I’ve seen lots of government “information portals” like this, where the user is greeted with only a form. The data junkie in me wants to sort columns to see ranges of values, or at least see one listing so I know what kind of information is provided, but this site puts all the work on the user. You need to know exactly what you’re looking for, as there’s no friendly high-level entry point to start drilling down into the information.
A map would be a great way to present the high-level information, as it can immediately give the user a sense of the scale of the data, how many points are there, where are they clustered, etc. Most people can glance at a map and quickly find their home and work locations. With a little styling, we could let the user know either the violation history, age range, or any other facet of the data that would be useful to them.
So the civic hackers I mentioned above needed someone to scrape this data, and I obliged, writing a script in ruby (it was my jam at the time) to programmatically paginate the site above, click each link, and grab the relevant items from the page. They went on to create this map using CartoDB, and even entered it in NYC Big Apps last summer. I can recall behing happy to help, but not caring much about the subject matter. Things change…
Fast forward to 2015, and suddenly daycares and schools are important to me. One of my first projects after starting to work for CartoDB was this map of zoned elementary schools, showing state test scores for each one. I recently went on a daycare visit, and wondered if the inspections data were published, and found myself staring at the childcareconnect website yet again, thinking about how to scrape the violations tables for each daycare.
This time I took a different approach. Instead of writing a scraper that would grab all the data and output it to a CSV, I decided to make a JSON endpoint that scrapes the data “on the fly”. The benefit of this method is that the resulting feed is always as fresh as possible, and there’s no need to run a scheduler to scrape everything all the time. The downside is that I don’t actually retain any of the data, so it’s not aggregated for download and analysis, but that’s ok for now. A bit more code later can do all of that.

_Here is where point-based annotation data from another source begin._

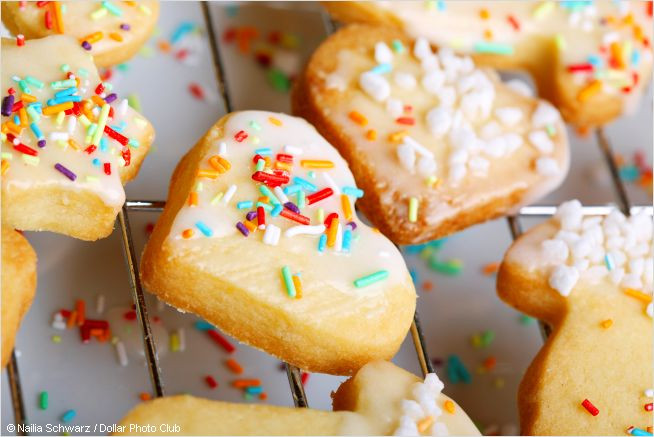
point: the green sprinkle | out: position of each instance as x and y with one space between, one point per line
371 279
278 80
413 209
134 102
288 281
43 400
493 48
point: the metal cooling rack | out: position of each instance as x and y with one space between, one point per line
293 373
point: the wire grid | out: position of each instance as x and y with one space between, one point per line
293 373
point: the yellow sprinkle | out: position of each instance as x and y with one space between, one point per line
316 163
275 121
347 207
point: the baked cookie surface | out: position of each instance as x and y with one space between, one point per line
18 285
592 60
259 236
436 143
590 278
381 399
68 142
110 31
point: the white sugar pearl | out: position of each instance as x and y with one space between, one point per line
509 116
439 121
375 85
555 250
547 166
383 54
405 80
563 279
541 141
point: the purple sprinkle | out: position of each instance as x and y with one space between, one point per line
292 207
7 105
63 170
110 98
241 227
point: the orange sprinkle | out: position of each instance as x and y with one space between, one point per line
72 320
424 424
397 137
58 19
358 118
275 121
638 295
589 91
211 174
54 109
316 163
234 366
331 232
490 268
298 286
92 37
347 206
80 308
193 198
22 114
242 383
28 98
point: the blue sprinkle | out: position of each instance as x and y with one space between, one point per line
245 204
353 191
204 229
305 184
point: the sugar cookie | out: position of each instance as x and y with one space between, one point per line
381 399
18 285
436 143
68 142
259 236
592 60
590 278
110 31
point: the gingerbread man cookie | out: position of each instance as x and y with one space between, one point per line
381 399
590 279
591 59
260 237
110 31
68 141
18 285
436 143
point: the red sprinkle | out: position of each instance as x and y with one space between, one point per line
592 409
240 136
211 382
319 195
222 341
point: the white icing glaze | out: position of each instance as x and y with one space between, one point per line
370 251
580 27
42 59
79 21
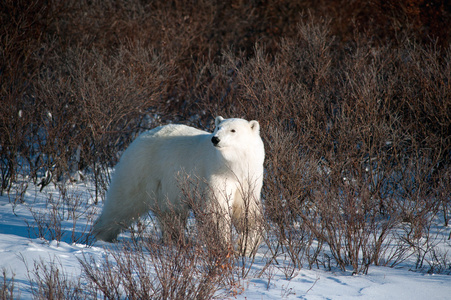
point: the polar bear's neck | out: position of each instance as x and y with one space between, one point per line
239 163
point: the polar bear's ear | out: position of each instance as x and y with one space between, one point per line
255 126
218 120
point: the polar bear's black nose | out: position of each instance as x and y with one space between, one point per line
215 140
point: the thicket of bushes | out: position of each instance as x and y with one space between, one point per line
353 100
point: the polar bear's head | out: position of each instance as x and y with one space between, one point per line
235 133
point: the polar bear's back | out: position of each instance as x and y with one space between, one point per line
163 151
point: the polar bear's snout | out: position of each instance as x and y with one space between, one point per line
215 140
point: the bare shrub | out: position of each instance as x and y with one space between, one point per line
146 268
49 281
7 290
59 218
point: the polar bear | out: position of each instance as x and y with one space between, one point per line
227 162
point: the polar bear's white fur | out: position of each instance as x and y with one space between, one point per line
228 161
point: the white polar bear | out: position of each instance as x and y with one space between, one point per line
228 162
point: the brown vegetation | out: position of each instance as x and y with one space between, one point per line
353 99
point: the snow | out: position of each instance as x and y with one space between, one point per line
20 249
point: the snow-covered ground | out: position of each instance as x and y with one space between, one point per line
20 250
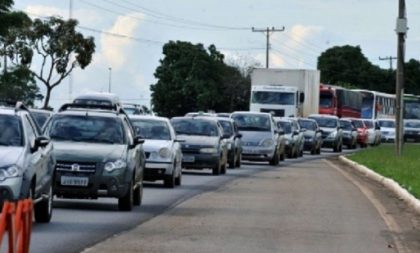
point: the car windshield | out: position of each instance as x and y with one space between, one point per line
195 126
252 122
412 124
10 131
86 129
325 122
270 97
368 124
325 100
286 126
227 127
386 123
307 124
346 125
40 118
152 129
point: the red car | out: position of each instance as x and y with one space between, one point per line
362 132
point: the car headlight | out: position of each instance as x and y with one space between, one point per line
116 165
208 150
267 143
164 152
12 171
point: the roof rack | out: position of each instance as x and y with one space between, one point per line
90 106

Right now I am just interested in providing a JSON endpoint for all violations and details about a daycare facility. The idea is that a user could click on a daycare and trigger a call to this endpoint, which would render all the violations somewhere on the screen.
So here it is. http://daycareproxy.herokuapp.com/id/DC20687 Give it a try. It doesn’t look like much, but it’s unlocking raw data that’s trapped in a website for use elsewhere!
To make this endpoint, I built a simple express.js app in node, with a single endpoint: daycareproxy.herokuapp.com/id/:id
The app takes the :id from the URL path, and does an HTTP POST to load the corresponding page from Childcare Connect.
The response from the NYC server is wrapped in jQuery using the cheerio node package, allowing me to quickly traverse the virtual DOM to find the data points I want.
If you follow the code, you’ll see that each element the scraper is looking for has its own custom chain of jquery find() and children() methods, and probably some string manipulation, trim(), match(), etc.
When the scraper finds its prized data, it’s appended to a data object that will eventually be stringified and sent as the JSON response.
To be continued, when I get around to actually putting this endpoint to use in a web map!